5 Haruki Murakami Film Adaptations You Must Watch
Haruki Murakami, a name that needs no introduction in literature because people from all over the world are enticed by his works. Even, Goodreads describes his works as “easily accessible, yet profoundly complex.”
However, when it comes to adapting his stories into movies, some of his fans say that it will be hard. That is because the line between what is real and not in Murakami’s stories is blurry, but these movies might prove you otherwise. Let’s have a look.
Are you a fan of Haruki Murakami? Watch these film adaptations!
According to Story Mastery, two of the key elements of a successful adaptation are simplicity (how the stories are expressed in the movies) and familiarity (how the details of the plot and characters are addressed in the movies).
So, let’s take a look at these 5 Haruki Murakami film adaptations WriteSome has picked for you.
1. Hear The Wind Sing – Haruki Murakami First Work
Every Murakami fan has to start from Hear The Wind Sing. The novel was his first published work. Not only that but it was also the first to be adapted into a movie in 1981 – two years after the book was released in Japan.
Hear The Wind Sing tells about the “I” and his dear friend “The Rat”. Mainly, the story is about the time when he was a college student in 1970. A period of time where he encounters some strange but interesting people.
2. Norwegian Wood
One of Murakami’s fans claims that despite everything else, this adaptation of Norwegian Wood “had some great cinematography and some great performances.”
In short, Norwegian Wood is a coming-of-age story. You will follow Toru as he navigates through his college life in Tokyo, which is filled with loneliness and isolation.

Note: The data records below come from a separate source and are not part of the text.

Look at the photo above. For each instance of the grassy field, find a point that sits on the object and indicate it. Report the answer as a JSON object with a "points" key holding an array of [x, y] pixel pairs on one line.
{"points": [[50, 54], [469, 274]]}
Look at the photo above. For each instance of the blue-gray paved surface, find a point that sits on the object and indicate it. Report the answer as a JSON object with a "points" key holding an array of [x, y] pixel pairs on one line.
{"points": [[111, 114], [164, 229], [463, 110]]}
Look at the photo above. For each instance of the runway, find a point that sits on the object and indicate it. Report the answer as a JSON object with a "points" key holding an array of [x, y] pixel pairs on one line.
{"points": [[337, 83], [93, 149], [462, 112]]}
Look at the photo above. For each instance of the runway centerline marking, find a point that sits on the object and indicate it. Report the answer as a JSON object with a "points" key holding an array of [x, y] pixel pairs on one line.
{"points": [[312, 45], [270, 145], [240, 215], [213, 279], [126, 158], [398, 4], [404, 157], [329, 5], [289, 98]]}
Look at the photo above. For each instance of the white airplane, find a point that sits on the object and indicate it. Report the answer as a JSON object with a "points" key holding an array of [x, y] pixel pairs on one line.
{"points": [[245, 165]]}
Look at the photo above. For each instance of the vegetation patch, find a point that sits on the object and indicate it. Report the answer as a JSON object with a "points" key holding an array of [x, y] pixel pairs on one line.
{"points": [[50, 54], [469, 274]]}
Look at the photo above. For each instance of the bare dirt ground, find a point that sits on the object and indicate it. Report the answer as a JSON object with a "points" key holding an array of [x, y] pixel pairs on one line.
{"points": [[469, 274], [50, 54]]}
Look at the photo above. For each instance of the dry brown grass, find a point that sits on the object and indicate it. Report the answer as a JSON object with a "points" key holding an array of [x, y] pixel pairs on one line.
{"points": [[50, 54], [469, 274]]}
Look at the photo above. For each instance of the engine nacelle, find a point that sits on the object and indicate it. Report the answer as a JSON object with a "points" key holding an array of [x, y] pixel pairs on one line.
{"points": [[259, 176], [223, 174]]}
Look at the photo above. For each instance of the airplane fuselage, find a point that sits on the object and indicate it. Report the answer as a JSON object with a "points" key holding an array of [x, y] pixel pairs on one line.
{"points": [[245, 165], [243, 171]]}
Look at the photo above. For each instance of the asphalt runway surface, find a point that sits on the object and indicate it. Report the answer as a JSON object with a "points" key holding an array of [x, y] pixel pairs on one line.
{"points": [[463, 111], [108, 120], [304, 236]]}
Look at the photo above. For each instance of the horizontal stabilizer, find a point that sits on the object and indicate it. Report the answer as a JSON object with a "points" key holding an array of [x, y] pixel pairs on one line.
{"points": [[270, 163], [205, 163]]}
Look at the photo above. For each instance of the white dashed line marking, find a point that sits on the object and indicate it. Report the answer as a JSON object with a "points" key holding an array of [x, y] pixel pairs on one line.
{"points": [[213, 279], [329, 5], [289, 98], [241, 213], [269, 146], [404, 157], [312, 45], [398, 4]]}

3. Burning based on “Barn Burning”
Burning is based on Murakami’s short story, Barn Burning, which is included in his Elephant Vanishes (1987) collection. The title pretty much gives away what the story is mainly about. That is a man who burns a barn whenever he feels like it.
4. Hanalei Bay
Hanalei Bay is a short story published in 2005. Then, 11 years after that, Daishi Matsunaga directed the film adaptation that runs for 97 minutes.
It’s a very touching story about a mother who lost her son to a shark attack in Hanalei Bay, Hawaii. 10 years after the tragic accident, she returns to the bay on her son’s death anniversary.
5. Drive My Car
Drive My Car is the most recent adaptation of Haruki Murakami’s short stories. If you still doubt to watch the movie, you must know that it received three awards from the 2021 Cannes Film Festival, including the Best Screenplay!